Lino Escalera es un director forjado en televisión desde la trastienda de los ayudantes de dirección. Su carrera de más de veinte años se prolonga con la realización de publicidad y capítulos para series. Toda esta experiencia lo deja en la posición de principiante totalmente experimentado, con el suficiente conocimiento del mundo audiovisual como ya manifestó en sus cuatro cortometrajes previos. Porque lo más estimulante de No sé decir adiós, si se permite este inciso largo, un título muy bien justificado por la historia y los dos personajes principales, a pesar de sonar a una canción o novela romántica. Retomando lo comentado, lo mejor del largometraje es su integridad cinematográfica. El cineasta dinamita el estilo audiovisual televisivo más propio de series y telefilmes mayoritarios en los que ha forjado su profesionalidad. Escoge un formato panorámico que ocupa toda la pantalla aunque los puntos de interés se centren en uno de los tercios laterales o en la zona central en muchas escenas. Otorga un ritmo medido en la duración de los planos y secuencias, una puesta en escena óptima, fuera del dinamismo y frenesí sin sentido de la mayor parte del cine comercial. Demuestra un uso inteligente, fresco e intrigante del fuera de campo, sin recurrir a socorridos insertos ni a planos que muestran las razones de la reacción de los personajes. A estos tampoco los relaciona por el plano/contraplano habitual, salvo en los casos estrictos que definen psicológicamente su atracción o rechazo.
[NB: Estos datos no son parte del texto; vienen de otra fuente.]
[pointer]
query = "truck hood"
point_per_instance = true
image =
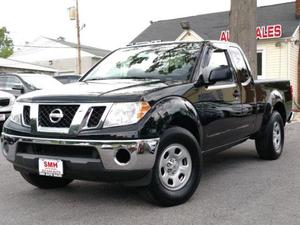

Los encuadra en varias ocasiones de espaldas o en escorzo, con un ángulo o algún reflejo en un cristal o en un espejo, que dejen contemplar sus sentimientos. Demuestra que algo tan poco usado en la actualidad como los fundidos a negro, secos y breves, todavía sirven como matiz narrativo para tomar aire. Y por encima de todo confía en la emoción que dan unas incursiones musicales muy sutiles y rápidas. En la energía vital de un reparto volcado en el miedo a la muerte, con la renuncia al dolor. En Clara, enajenada, inconsciente, que camina con determinación por el pasillo del hospital mientras se encoge el corazón del público.